Tuesday, August 30, 2016

Cannibalism - A Lot More Common Than We Are Comfortable In Admitting

Cannibalism is a time-honored tradition practiced by all animals. In times of famine, mothers eat their young. In times of plenty, mothers eat their young. Look at the archaeological record of our and related hominid species, and you will find lots of cut marks in bones, lots of carbonization from cooking fires.

We have been inculcated in the value system that cannibalism is morally repugnant, and yet, that really hasn't stopped the practice altogether.

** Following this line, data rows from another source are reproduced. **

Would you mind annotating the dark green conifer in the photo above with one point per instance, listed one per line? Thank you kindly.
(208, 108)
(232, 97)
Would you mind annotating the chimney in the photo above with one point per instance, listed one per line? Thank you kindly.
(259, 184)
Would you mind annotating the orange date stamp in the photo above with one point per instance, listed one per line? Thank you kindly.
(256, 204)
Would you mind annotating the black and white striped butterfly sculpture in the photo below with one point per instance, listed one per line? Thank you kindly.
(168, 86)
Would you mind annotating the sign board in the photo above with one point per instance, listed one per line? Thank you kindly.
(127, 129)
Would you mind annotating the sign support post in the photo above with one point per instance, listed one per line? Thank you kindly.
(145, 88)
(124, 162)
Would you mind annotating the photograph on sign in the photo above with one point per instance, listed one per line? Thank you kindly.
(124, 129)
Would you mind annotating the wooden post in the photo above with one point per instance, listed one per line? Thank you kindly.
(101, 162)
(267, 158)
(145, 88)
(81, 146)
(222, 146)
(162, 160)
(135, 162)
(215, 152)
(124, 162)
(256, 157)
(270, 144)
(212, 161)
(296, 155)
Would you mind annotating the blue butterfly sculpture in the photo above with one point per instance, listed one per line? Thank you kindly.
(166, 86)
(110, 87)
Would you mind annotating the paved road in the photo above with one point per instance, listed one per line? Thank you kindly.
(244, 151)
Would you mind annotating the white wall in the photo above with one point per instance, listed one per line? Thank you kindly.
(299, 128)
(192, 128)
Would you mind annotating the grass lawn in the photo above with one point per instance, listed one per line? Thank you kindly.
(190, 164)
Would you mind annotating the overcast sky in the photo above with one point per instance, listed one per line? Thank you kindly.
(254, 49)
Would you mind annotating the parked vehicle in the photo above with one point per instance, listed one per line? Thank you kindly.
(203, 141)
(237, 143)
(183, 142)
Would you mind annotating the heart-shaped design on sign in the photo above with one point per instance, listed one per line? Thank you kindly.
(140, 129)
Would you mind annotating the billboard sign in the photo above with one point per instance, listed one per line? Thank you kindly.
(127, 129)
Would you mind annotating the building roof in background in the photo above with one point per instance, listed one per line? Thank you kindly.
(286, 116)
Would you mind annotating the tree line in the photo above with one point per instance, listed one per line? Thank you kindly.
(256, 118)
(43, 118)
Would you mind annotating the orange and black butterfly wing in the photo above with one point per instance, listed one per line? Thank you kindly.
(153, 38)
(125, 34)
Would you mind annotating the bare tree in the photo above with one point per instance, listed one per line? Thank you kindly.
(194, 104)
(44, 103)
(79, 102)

In the West, with the arrival of the Enlightenment and the Protestant Reformation, we have divided the world into Christian and Cannibal: Civilization and Savagery. (Please ignore the fact that the fundamental sacred ritual of Christianity involves the consumption of  flesh and blood). The idea, you see, is that the liberal notions of individual dignity somehow preclude from sane or rational behavior the idea of eating each other.

Of course, we still practice cannibalism, but we do it in the marketplace. People, as useful commodities, are consumed. Labor and ingenuity are extracted from them as soon as is useful. People have value right up until they cease being productive. Children, of course, as future labor resources, are treated as valued objects. (Although, with the coming biotech revolution, newborns and fetuses will no doubt be put to work as well).

None of this, of course, is new, but I think the marketing strategy for modern denial of modern cannibalism is fairly modern (and by modern, I mean in the past 500 years? since the advent of globalization).


  1. Hmmm??? And I have been careful not to feed the chickens chicken...

    1. In industrial farming, pigs eat chicken shit, chickens eat pig shit.